Veteran market strategist Ed Yardeni remains optimistic about U.S. stocks over the long haul but is waving a yellow flag for the next few weeks.
He wouldn't be surprised to see a "swoon in June." After the market bounced hard off its March lows and climbed sharply through April and May, he thinks a short pause or pullback would be perfectly normal.
His long-term targets remain bullish. His key assumption is that the economy will remain resilient, and so will earnings. He is calling for the S&P 500 to hit 8,250 by year-end — the highest forecast on Wall Street — and 10,000 by the end of the decade. He frames this as a "Roaring 2020s" era, powered by technological innovation and the AI boom, much like the economic boom of a century ago.

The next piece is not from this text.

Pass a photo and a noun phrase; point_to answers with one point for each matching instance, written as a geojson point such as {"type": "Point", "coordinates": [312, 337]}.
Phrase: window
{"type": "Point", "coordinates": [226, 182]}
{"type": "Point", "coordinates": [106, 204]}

Yardeni says this bull market isn't being driven by FOMO (fear of missing out) but by what he calls FEMO — "fabulous earnings momentum." Upward revisions to consensus 2026 and 2027 earnings estimates have been impressive. Corporate earnings have been strong, revenues are growing, profit margins are expanding, and businesses are spending heavily on capital investment, particularly in AI. And the breadth of companies with earnings growth is still improving. He sees recession odds at just 19% for 2026, the lowest reading of the year.
That said, he's watching several risks closely:
- Oil prices and the Middle East conflict. The U.S.-Iran war has kept the Strait of Hormuz under stress, and executives at Exxon and Chevron have warned that global oil inventories are dangerously low. Brent crude peaked above $126 per barrel during the conflict, and some forecasts point to $150 or higher if the war escalates again. Yardeni worries this could trigger a 1970s-style stagflation scenario, though he believes the U.S. will ultimately force Iran to accept peace terms.
- Interest rates. Yardeni — who famously coined the term "bond vigilantes" — expects the Federal Reserve to drop its current easing bias and shift toward tightening at its June meeting, potentially followed by a rate hike as early as July. This would catch many market participants off guard, since the broader consensus doesn't expect a hike until much later in the year.
- Mega IPOs. He's keeping an eye on the anticipated public offerings from SpaceX, OpenAI, and Anthropic, which could collectively add nearly $4 trillion in market capitalization. If their valuations disappoint, it could rattle markets.
- Stretched valuations and sentiment. The S&P 500's forward price-to-earnings ratio is historically elevated, and over half of consumers now expect stocks to be higher in a year — well above the long-run average. From a contrarian standpoint, Yardeni sees that kind of bullishness as a warning sign.
Despite all of this, he views any near-term pullback as a buying opportunity rather than the start of something more serious. The fundamentals, he argues, remain solidly intact — and the AI-driven bull market still has a long runway ahead.